Sunday, July 28, 2013

Thoughts on Bhaag Milkha Bhaag

Too long to begin with. Very good and authentically shot in the first half, especially in the race track sequence with which it opens and the army drill-field stuff, but most movingly so in the attempt to recreate the partition refugee camp.

Very inauthentic in its representation of the 1956 Melbourne Olympics, since there was no serious bonking between Milkha and the Ozzie technical consultant's grand-daughter (and also, Air India did not fly jet aircraft at the time and there was no team representing Germany, which was then divided between west and east).
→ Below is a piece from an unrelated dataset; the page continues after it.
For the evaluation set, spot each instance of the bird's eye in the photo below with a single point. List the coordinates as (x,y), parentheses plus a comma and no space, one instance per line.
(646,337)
Gets even more phony in representing the confrontation with a Pakistan athlete first in the British Common-Steal-Your-Wealth games and then in a Lahore stadium -- announced over radio commentary as the "Gaddafi stadium", when Muammar Gaddaffi was probably not even a cadet in the Libyan army and the stadium named after him was still a distant project, executed by Prime Minister Bhutto in the mid-1970s.

Finally, there was no Border Security Force then -- it was only set up well after the military conflict of 1962 -- and the Wagah crossing between India and Pakistan was nothing like it is now. So to have Milkha Singh crossing in an army truck that passes through double gates manned by those goose-stepping BSF jawans and Pakistan rangers, is a bit of putting current animosities back in the past.
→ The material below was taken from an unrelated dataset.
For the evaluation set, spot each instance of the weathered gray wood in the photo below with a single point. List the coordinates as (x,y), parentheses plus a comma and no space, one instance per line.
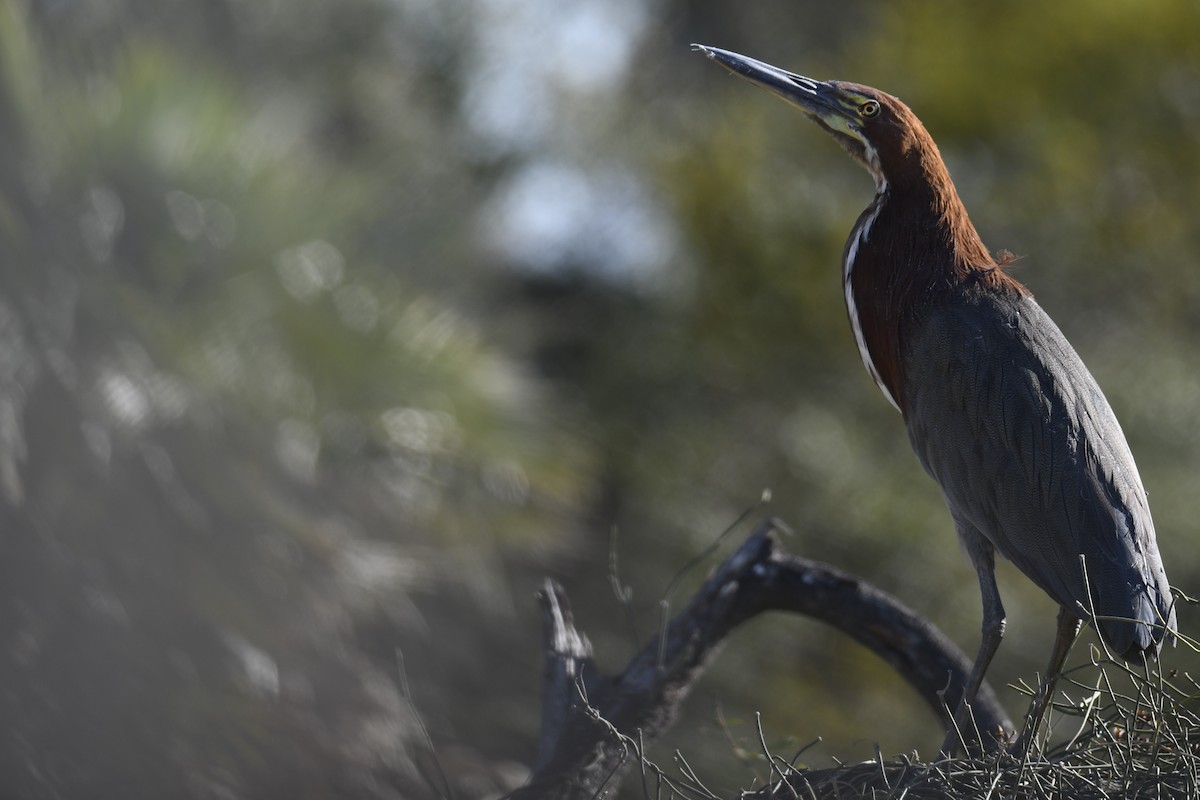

This is not about quibbling over details -- just that Rakeysh Omprakash Mehra (ROM) -- could have made a much more compact and watchable film if he had avoided making these silly concessions to current sensibilities. But all that said, it is technically very well assembled, though among ROM's films, Delhi 6 still remains my fave, because of its irreverent and whacky tone.

And of course, the young kid who plays Milkha Singh in the pastoral splendour of undivided Punjab and the misery of the refugee camp in Purana Qila, is quite a splendid performer.

Postscript: Though the military rulers of Pakistan are seen to redeem themselves at the end by applauding generously for Milkha's magnificent run, there were no bearded Islamic generals in the Pakistan army at the time. They were all British trained, trimmed-moustache and very pukka sahibs, much like our generals were till about the 1970s. Moreover, Field Marshal Ayub Khan, despite the highly decorative military title he acquired to buttress his political authority, rarely appeared in public in his military uniform. And even if he did, it was not that ornate ensemble he is shown wearing in the film.